ADMIT: Few-shot Knowledge Poisoning Attacks on RAG-based Fact Checking
Yutao Wu 1, Xiao Liu 1, Yinghui Li 1, Yifeng Gao 2, Yifan Ding 2, Jiale Ding 2, Xiang Zheng 3, Xingjun Ma 2
Published on arXiv
2510.13842
Data Poisoning Attack
OWASP ML Top 10 — ML02
Prompt Injection
OWASP LLM Top 10 — LLM01
Key Finding
ADMIT achieves an average attack success rate of 86% at a poisoning rate of 0.93×10⁻⁶, improving over SOTA by 11.2% across 4 retrievers and 11 LLMs without access to target models.
ADMIT (ADversarial Multi-Injection Technique)
Novel technique introduced
Knowledge poisoning poses a critical threat to Retrieval-Augmented Generation (RAG) systems by injecting adversarial content into knowledge bases, tricking Large Language Models (LLMs) into producing attacker-controlled outputs grounded in manipulated context. Prior work highlights LLMs' susceptibility to misleading or malicious retrieved content. However, real-world fact-checking scenarios are more challenging, as credible evidence typically dominates the retrieval pool. To investigate this problem, we extend knowledge poisoning to the fact-checking setting, where retrieved context includes authentic supporting or refuting evidence. We propose \textbf{ADMIT} (\textbf{AD}versarial \textbf{M}ulti-\textbf{I}njection \textbf{T}echnique), a few-shot, semantically aligned poisoning attack that flips fact-checking decisions and induces deceptive justifications, all without access to the target LLMs, retrievers, or token-level control. Extensive experiments show that ADMIT transfers effectively across 4 retrievers, 11 LLMs, and 4 cross-domain benchmarks, achieving an average attack success rate (ASR) of 86\% at an extremely low poisoning rate of $0.93 \times 10^{-6}$, and remaining robust even in the presence of strong counter-evidence. Compared with prior state-of-the-art attacks, ADMIT improves ASR by 11.2\% across all settings, exposing significant vulnerabilities in real-world RAG-based fact-checking systems.
Key Contributions
- ADMIT: a few-shot, semantically aligned, black-box knowledge poisoning attack that injects adversarial documents into RAG knowledge bases to flip fact-checking verdicts and induce deceptive justifications.
- Demonstrates transfer across 4 retrievers, 11 LLMs, and 4 cross-domain benchmarks with an average ASR of 86% at an extremely low poisoning rate of 0.93×10⁻⁶.

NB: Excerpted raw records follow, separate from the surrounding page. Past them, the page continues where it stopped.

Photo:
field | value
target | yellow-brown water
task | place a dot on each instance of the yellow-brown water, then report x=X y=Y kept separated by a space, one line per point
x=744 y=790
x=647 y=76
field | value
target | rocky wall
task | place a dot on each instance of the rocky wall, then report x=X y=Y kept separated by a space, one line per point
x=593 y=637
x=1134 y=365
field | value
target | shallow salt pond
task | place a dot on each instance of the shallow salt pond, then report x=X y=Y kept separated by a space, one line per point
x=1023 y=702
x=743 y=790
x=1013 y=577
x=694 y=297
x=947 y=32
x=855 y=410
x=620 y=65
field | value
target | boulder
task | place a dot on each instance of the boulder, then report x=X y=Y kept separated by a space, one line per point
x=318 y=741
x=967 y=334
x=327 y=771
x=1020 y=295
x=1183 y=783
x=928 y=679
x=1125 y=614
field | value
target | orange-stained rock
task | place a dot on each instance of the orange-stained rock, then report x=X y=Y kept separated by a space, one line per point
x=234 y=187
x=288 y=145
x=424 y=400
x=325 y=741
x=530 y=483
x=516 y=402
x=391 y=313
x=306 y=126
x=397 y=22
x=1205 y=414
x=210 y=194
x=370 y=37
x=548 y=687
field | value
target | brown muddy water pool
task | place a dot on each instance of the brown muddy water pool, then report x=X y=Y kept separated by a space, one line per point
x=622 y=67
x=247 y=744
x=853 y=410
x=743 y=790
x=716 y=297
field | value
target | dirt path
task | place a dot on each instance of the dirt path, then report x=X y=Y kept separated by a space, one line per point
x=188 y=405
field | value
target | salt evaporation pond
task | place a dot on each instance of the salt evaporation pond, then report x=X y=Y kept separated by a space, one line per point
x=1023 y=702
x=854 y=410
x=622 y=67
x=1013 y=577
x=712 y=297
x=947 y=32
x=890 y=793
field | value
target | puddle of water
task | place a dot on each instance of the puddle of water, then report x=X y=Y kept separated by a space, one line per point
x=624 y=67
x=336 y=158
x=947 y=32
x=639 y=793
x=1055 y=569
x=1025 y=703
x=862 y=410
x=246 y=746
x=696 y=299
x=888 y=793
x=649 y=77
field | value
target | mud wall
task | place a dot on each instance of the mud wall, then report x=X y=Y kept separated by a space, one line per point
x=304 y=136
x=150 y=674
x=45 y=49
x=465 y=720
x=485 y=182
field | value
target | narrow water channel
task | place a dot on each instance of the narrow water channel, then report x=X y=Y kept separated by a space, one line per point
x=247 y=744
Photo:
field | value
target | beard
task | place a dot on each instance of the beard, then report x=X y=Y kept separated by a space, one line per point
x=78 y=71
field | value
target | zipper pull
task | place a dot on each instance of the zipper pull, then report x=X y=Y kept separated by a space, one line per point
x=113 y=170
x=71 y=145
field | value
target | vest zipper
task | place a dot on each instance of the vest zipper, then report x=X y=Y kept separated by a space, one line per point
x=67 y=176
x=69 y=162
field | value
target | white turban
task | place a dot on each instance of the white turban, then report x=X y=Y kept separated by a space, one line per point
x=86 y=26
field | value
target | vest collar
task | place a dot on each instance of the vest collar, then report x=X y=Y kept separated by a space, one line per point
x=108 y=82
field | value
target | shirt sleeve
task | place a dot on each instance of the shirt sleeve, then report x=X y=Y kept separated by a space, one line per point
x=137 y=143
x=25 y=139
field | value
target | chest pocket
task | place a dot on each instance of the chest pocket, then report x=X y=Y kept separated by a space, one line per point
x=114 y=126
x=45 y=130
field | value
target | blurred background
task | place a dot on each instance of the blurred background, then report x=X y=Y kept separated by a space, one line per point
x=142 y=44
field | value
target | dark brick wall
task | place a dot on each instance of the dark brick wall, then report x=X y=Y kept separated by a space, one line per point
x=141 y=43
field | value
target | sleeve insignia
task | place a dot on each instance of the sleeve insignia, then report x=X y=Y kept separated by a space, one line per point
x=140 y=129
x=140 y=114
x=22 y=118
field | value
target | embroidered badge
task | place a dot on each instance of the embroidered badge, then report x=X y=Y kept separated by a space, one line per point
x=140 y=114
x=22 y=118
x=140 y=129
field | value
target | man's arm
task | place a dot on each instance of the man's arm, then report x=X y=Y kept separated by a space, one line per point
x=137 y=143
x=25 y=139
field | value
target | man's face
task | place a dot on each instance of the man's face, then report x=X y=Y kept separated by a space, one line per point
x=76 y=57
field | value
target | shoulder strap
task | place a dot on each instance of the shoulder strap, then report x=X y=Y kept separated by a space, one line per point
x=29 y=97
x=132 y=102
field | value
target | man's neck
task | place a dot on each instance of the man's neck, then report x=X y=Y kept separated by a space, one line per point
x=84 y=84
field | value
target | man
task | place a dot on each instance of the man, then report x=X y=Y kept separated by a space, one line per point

- Outperforms prior state-of-the-art RAG poisoning attacks by 11.2% ASR across all settings, including against strong counter-evidence.
🛡️ Threat Analysis
ADMIT injects adversarial documents into the RAG knowledge base — a data poisoning attack on the retrieval corpus that corrupts the information pool used by LLMs at inference time.